Sunday, January 07, 2007

Local Man Still Fears Y2K

Burbank, CA--Unemployed computer programmer Elton Riggles has spent the last seven years holed away in his Burbank bomb shelter, patiently awaiting the eventual collapse of society due to the Y2K bug.

"Yes, I am fully aware that this year marks the seventh anniversary of the so-called 'Millennium Bug' non-event in our history. I get plenty good TV reception down here still, ya know," Riggles cried out from the confines of his backyard concrete bunker.

Riggles was fired from SystemDyne Technologies in Chatsworth in 1999 after pessimistically claiming that there was "no way were were gonna get all those dates changed" by the end of the century.

His paranoia and negative attitude spread like wildfire throughout the office as the millennium approached, eventually resulting in many IT staffers abandoning their computers altogether.

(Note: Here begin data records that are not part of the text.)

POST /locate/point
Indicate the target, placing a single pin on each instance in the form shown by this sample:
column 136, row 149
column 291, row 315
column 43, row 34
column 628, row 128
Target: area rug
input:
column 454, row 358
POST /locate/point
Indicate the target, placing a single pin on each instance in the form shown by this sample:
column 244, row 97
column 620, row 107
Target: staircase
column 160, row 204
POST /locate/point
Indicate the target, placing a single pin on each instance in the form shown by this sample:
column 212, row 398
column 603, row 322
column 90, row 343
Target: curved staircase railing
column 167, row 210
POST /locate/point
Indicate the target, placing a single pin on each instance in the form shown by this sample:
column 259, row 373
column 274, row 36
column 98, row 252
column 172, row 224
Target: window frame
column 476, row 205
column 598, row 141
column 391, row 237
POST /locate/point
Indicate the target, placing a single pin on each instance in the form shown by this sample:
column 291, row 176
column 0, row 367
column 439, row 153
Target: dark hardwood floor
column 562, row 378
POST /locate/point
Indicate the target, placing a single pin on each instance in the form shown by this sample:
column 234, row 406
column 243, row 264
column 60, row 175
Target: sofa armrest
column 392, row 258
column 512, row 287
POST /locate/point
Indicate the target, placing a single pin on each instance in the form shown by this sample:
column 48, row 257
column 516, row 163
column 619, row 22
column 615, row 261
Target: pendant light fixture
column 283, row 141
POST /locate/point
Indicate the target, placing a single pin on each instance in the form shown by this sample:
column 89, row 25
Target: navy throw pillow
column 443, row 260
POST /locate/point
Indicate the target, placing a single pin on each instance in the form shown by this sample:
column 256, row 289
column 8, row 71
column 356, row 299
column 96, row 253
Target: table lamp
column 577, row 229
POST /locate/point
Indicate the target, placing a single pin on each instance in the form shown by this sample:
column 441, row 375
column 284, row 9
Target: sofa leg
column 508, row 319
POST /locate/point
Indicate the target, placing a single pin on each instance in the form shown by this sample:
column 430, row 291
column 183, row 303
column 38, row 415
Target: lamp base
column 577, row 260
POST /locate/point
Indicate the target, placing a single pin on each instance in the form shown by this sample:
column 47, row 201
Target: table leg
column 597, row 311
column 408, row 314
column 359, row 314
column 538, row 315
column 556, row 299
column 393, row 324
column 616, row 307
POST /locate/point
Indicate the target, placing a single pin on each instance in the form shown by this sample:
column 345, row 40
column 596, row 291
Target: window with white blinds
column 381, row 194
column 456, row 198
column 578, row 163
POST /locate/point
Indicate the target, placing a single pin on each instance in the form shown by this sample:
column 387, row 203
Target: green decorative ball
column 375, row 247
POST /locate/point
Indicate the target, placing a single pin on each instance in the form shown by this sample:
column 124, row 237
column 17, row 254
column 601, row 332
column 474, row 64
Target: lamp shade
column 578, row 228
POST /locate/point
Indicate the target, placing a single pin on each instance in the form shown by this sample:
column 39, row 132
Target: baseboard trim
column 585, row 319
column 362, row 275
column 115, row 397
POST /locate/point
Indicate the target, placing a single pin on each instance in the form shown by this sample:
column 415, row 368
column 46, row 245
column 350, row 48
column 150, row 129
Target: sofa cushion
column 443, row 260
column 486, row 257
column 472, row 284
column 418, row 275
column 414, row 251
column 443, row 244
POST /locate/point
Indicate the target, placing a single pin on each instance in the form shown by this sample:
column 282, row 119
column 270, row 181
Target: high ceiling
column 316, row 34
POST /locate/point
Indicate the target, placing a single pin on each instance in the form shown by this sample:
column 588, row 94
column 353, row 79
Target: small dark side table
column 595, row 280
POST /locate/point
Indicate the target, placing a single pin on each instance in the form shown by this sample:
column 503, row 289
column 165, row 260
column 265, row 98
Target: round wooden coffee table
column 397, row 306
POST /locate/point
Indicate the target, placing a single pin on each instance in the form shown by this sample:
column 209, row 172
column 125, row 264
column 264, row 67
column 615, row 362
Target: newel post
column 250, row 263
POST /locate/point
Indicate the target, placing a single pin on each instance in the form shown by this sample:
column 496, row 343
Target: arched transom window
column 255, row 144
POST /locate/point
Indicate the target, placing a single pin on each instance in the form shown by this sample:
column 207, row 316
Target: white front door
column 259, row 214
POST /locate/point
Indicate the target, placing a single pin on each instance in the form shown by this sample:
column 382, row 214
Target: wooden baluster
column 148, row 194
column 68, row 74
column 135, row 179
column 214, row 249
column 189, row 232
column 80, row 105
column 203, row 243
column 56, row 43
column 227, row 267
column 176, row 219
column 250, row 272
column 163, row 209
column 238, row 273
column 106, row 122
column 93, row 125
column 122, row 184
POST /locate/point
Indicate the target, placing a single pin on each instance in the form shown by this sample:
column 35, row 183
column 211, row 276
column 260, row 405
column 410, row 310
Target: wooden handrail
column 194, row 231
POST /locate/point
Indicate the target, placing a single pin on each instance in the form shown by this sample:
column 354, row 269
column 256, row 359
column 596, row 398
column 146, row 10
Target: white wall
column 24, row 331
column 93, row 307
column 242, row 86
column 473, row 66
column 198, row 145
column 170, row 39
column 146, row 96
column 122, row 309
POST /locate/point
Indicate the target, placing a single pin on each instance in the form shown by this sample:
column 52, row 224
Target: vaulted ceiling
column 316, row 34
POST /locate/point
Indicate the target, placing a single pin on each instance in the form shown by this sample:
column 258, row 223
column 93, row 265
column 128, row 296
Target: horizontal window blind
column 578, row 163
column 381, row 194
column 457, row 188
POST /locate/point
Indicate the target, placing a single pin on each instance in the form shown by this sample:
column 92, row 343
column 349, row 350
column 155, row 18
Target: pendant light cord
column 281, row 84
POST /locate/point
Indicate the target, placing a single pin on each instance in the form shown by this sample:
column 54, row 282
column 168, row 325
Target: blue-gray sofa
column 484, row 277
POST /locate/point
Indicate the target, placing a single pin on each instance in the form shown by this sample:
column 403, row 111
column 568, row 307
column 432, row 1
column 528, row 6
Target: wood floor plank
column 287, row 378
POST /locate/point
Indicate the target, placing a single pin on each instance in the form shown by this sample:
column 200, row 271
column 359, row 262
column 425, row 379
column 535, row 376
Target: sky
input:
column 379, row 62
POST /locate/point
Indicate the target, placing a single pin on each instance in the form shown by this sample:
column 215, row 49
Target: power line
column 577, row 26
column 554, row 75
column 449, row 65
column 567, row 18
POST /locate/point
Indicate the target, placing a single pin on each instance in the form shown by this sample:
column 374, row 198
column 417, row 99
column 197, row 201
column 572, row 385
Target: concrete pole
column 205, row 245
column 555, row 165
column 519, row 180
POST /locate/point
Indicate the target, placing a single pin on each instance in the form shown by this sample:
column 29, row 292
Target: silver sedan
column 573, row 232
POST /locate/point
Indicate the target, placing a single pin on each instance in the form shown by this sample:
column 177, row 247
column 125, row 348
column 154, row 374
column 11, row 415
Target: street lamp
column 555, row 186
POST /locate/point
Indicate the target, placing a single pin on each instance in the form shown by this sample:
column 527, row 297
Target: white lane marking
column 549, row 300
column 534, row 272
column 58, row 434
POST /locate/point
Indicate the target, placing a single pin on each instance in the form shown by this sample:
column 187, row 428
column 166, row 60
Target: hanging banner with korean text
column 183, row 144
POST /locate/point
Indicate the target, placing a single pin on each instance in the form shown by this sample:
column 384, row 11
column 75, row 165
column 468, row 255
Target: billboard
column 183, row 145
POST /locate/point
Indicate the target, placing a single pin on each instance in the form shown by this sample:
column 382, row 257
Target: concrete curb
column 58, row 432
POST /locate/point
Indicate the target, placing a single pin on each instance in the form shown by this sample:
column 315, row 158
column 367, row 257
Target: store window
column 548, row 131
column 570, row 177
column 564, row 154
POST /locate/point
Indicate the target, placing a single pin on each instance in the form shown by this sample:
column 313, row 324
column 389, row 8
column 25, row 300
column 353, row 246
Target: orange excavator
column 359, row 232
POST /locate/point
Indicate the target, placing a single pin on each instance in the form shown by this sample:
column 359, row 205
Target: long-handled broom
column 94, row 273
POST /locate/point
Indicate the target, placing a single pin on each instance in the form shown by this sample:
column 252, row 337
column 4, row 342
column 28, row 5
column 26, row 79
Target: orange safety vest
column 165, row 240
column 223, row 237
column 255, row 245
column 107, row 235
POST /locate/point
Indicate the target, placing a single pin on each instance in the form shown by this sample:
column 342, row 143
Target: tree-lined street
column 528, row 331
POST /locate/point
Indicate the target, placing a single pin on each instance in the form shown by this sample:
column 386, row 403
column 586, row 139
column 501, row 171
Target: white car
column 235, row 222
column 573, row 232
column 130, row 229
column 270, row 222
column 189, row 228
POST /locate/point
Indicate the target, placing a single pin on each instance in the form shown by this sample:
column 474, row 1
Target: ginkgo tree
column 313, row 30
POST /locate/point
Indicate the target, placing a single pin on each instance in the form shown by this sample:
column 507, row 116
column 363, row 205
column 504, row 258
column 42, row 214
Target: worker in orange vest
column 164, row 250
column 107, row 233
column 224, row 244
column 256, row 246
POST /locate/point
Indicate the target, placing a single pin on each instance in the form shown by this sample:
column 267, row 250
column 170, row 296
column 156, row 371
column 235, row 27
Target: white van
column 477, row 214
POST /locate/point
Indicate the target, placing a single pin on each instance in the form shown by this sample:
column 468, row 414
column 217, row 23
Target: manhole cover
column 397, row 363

Some even went so far as to revert to the abacus and typewriter to complete their assigned tasks.

"I got enough beef jerky and powdered Gatorade to last the rest of my natural adult life," boasted Riggles when discovered by local authorities.

"Plus, I can wait out Y2K way longer than any of you suckers up there on the surface. Just don't come knocking on my hatch asking for jerky when the whole thing finally goes tits up"


Anonymous said...

only thing to say WOW

A Skeptical Reader said...

yeah right

Anonymous said...

And people think _______ (insert fav) is nuts!!!